There are two main costs that contribute to a course pack’s price. The first is the base price of 10 cents per page for paper; the second is a royalty charge for selections that exceed reproduction limits, such as using more than 10 per cent of any work or more than one chapter of a book.

The cost of paper is as volatile as any other commodity. In 2004, the base cost per page was around nine cents. It increased to 10 cents this year with rising paper and production costs.

Course packs can be useful, often intending to provide students with hard-to-find articles related to the course. Lee said that if she had known about the price increase, though, she would not have included the reference articles.

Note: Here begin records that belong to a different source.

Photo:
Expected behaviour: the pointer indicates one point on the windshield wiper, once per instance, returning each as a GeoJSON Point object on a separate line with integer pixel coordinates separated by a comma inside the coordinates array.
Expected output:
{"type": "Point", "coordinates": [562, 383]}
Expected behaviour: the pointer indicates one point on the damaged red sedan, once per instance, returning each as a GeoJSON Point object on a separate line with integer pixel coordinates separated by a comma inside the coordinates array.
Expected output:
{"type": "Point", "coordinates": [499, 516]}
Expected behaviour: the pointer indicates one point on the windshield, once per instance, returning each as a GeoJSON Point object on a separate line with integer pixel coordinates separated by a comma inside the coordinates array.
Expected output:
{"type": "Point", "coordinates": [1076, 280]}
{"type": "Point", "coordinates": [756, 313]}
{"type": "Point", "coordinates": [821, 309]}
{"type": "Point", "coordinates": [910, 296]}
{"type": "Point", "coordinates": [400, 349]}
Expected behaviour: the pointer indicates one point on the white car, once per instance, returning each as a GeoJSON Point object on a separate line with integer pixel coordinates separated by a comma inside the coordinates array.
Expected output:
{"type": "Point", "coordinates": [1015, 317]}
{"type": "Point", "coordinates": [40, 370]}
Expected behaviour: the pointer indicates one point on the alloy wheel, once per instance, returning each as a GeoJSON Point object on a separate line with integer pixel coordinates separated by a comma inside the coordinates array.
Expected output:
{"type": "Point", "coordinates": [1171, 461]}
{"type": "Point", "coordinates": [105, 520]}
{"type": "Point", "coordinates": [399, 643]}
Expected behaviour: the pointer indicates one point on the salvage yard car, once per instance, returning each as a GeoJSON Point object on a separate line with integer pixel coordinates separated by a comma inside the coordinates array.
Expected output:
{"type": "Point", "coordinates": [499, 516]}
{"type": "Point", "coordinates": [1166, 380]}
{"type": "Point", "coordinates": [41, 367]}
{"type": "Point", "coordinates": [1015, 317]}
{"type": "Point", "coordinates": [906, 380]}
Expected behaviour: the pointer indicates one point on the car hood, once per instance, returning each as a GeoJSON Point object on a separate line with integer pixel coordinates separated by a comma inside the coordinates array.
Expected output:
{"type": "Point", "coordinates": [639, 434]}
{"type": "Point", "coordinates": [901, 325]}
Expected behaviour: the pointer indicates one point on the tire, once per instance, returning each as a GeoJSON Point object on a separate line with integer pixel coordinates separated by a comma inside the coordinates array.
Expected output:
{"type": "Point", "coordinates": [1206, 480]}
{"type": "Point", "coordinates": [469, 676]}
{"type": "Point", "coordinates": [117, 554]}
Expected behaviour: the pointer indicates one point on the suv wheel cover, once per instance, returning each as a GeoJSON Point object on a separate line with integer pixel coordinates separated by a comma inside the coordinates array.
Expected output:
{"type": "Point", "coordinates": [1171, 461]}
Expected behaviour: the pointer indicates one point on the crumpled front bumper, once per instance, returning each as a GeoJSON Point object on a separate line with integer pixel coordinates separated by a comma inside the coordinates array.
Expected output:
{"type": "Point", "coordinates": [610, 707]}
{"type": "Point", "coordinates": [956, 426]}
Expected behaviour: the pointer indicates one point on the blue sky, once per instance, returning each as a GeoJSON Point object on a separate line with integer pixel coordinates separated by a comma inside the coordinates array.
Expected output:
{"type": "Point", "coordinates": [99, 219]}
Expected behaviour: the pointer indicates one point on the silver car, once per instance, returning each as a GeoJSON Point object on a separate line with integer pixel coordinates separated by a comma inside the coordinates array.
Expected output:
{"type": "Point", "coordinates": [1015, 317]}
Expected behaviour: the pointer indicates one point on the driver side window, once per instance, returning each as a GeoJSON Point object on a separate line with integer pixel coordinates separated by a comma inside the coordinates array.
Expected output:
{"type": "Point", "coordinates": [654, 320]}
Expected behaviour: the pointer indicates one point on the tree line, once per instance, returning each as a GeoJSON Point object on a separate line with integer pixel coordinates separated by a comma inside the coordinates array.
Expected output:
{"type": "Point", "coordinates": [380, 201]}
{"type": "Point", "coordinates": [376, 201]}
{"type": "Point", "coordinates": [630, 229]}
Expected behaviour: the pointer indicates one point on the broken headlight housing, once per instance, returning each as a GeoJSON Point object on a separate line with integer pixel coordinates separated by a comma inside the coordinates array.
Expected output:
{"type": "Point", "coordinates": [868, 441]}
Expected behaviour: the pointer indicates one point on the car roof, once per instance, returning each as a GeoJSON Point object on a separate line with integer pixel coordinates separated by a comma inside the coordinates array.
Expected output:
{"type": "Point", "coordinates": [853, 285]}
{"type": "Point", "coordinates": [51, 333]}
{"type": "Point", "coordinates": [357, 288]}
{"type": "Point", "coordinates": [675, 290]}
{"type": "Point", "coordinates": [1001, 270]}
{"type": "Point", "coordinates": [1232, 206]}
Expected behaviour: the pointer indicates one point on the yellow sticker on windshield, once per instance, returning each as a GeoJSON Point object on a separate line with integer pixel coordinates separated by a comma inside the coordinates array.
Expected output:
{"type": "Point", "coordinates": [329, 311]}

“I will never do this again; there’s not much satisfaction to students,” she said.The extra royalty costs for the urban social geography class added up to $8.32 — compared to just $3.12 last year — although no single selection accounted for more than $1.44 in extra charges.

Much of the money is shipped straight back to the author of the articles. COPIBEC, a not-for-profit collective of authors and publishers that collects and distributes royalties in Quebec, collects both the aforementioned royalty charge and the copyright fee, which is a flat fee of $20.50 per full-time student per year. The fee is scheduled to increase to $22.00 for next academic year.

When asked why the copyright fee continues to increase steadily — from $8 in 2001-2002 to $25.50 for 2011-12 — COPIBEC executive director Hélène Messier explained that the fee is tied to the “sheer volume” of pages reproduced.

Messier said that in the past four years, the number of pages reproduced in Quebec has increased by 33 per cent. The copyright fee, she said, has increased by the same percentage.

The additional copyright royalty adds an extra eight cents per page. This fee is increasing as well. In 2001 it was six cents per page, but will be nine cents in 2009-10. Messier noted that the reproduction limits exist to protect the authors’ original work.

“We don’t encourage reproducing above the limits,” said Messier. “The costs should be high enough to have a deterrent effect.”

In 2005-06, COPIBEC collected nearly $11 million and distributed $8.2 million of it back to rights holders. The following school year, COPIBEC collected $11.7 million and distributed $10.8 million back to rights holders.

Messier said that a 13 per cent administrative fee is deducted from costs and that the organization holds on to leftover funds intended for authors who are hard to track down. When those authors are located, they are given the money.

Messier maintained that with more employees and a larger database of authors’ works, COPIBEC is becoming more efficient at distributing royalties.

All that for a photocopy? For someone involved with a student-run enterprise that is now a part of a bigger business, Park had mixed feelings towards the copyright system and course pack production.

“Overall, this is still a pretty ridiculous price for a bunch of photocopies,” he said.